Challenge all assumptions: Five monkey games by Bryan Johnson

There are five monkeys in a room, and there is a basket of bananas at the top of a ladder. The monkeys, of course, want to climb the ladder to get the bananas, but every time one tries, they are all sprayed with cold water. After a few times of being sprayed by cold water, the monkeys learn to not climb up the ladder to get the bananas. The experimenters then take one monkey out and put a new monkey in, and the new monkey sees a banana. He thinks, “Hey, I am going to grab a banana”, but when he tries to go up the ladder, the other monkeys grab him and pull him back. The experimenters systematically pull every monkey out, and now you have five new monkeys. Any time a new monkey comes in and tries to climb the ladder, they grab the monkey and pull it back, but none of the five have been sprayed by cold water.
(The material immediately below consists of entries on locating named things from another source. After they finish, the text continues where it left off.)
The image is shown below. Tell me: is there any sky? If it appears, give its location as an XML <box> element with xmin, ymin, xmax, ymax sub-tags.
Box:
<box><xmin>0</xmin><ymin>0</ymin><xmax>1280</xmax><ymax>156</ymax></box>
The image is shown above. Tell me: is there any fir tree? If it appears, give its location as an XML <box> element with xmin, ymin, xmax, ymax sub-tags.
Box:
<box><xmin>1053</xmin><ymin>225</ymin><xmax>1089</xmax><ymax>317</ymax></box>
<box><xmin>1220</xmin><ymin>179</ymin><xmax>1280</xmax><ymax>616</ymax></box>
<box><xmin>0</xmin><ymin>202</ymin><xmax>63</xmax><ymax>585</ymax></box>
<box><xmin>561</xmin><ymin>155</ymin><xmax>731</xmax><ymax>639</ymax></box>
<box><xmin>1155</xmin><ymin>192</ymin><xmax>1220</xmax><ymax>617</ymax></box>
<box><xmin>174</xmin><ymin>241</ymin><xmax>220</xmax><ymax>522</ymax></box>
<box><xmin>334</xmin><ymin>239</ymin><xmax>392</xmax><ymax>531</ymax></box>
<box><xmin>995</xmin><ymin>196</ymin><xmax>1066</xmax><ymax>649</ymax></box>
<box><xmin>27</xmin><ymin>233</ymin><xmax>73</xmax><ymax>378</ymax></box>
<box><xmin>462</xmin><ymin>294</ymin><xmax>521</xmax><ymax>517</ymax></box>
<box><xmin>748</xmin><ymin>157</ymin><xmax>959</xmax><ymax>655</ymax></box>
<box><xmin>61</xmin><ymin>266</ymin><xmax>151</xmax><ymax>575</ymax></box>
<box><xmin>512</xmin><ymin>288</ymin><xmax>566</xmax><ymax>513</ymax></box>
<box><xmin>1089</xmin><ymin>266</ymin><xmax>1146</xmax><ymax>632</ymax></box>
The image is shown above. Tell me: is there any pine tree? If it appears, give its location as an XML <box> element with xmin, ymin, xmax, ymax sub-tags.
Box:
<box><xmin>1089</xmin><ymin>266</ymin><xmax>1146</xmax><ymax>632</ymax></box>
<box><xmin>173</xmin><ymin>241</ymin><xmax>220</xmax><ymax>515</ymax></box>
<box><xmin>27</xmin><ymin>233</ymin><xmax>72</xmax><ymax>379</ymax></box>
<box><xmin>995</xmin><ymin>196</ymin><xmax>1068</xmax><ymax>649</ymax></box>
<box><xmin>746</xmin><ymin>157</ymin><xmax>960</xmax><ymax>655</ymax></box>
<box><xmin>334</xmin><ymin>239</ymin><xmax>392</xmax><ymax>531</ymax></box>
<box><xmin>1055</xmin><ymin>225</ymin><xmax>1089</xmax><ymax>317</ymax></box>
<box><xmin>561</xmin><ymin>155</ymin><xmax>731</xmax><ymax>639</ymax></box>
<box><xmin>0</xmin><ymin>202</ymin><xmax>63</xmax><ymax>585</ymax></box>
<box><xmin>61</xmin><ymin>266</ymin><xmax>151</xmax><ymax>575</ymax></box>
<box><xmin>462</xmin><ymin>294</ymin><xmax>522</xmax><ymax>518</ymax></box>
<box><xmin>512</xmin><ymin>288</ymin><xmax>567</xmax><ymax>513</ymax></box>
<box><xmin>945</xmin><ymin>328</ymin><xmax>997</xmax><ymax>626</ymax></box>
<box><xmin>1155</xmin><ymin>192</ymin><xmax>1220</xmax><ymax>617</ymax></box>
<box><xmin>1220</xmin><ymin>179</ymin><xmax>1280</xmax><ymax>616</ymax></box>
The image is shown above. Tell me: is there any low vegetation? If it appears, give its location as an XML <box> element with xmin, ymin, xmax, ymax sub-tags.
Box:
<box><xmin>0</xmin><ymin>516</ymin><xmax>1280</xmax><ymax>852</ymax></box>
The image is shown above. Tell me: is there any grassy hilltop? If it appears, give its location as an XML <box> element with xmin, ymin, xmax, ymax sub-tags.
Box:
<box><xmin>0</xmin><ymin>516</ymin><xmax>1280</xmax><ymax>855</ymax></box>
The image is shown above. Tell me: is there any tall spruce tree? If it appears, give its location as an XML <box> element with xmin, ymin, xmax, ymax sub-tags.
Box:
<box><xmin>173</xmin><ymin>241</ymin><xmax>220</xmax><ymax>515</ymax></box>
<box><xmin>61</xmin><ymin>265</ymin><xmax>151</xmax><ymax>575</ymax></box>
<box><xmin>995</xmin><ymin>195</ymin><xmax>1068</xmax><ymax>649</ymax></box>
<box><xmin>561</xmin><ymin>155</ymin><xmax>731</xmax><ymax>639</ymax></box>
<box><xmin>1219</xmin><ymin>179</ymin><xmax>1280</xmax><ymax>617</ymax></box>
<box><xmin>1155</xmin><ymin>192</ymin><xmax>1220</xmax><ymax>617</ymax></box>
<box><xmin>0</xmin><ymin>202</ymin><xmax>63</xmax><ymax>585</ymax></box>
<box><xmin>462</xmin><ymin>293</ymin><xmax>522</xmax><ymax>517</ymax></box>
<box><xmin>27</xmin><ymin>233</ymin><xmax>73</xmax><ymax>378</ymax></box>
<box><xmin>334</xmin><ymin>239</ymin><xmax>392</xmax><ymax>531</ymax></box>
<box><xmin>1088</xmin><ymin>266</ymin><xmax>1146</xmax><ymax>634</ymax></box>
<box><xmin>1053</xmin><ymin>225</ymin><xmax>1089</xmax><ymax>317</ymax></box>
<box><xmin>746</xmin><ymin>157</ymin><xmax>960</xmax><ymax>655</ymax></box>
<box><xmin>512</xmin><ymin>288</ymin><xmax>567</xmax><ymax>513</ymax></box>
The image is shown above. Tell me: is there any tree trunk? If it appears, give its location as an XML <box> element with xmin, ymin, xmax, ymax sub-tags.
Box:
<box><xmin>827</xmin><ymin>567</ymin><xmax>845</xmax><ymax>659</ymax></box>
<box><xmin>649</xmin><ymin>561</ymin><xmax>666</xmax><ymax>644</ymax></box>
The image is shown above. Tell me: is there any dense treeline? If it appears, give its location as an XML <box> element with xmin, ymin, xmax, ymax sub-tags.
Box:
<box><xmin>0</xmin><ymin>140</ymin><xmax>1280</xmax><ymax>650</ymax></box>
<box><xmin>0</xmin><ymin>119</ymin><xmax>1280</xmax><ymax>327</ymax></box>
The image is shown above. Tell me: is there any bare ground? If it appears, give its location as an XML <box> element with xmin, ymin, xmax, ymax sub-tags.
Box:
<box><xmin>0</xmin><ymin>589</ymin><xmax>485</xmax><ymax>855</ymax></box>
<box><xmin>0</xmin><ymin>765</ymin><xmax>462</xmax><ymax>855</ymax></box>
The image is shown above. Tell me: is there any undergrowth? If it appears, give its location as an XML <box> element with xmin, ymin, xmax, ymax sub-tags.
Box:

Richard E. Nesbett wrote The Geography of Thought: How Asians and Westerners Think Differently…and Why He attributed his work to a Chinese student who said: “You know, the difference between you and me is that I think the world is a circle, and you think it’s a line.” He goes on to quote him: “The Chinese believe in constant change, but with things always moving back to some prior state. They pay attention to wide range of events; they search for relationships between things; and they think you can’t understand the part without understanding the whole. Westerners live in a simpler, more deterministic world; they focus on salient objects or people instead of the larger picture; and they think they can control events because they know the rules that govern the behavior of objects.”

Shaping teams

Colonel Stas Preczewsky, coach of the army crew team at West Point a few years ago, faced a baffling problem. Through extensive testing he had determined the strengths and abilities of every rower on his team. He had measured each man’s power on ergometers and had composed crews in every possible combination in order to calculate each member’s contribution. He was able to rank his rowers objectively and precisely from best to worst. He then put the eight best in his varsity boat and the eight others, the weakest, in the junior varsity boat. The problem: the latter beat the varsity boat two-thirds of the time. The varsity boat was full of resentment over who was contributing most, while the junior varsity rowers, feeling they had nothing to lose, supported one another happily.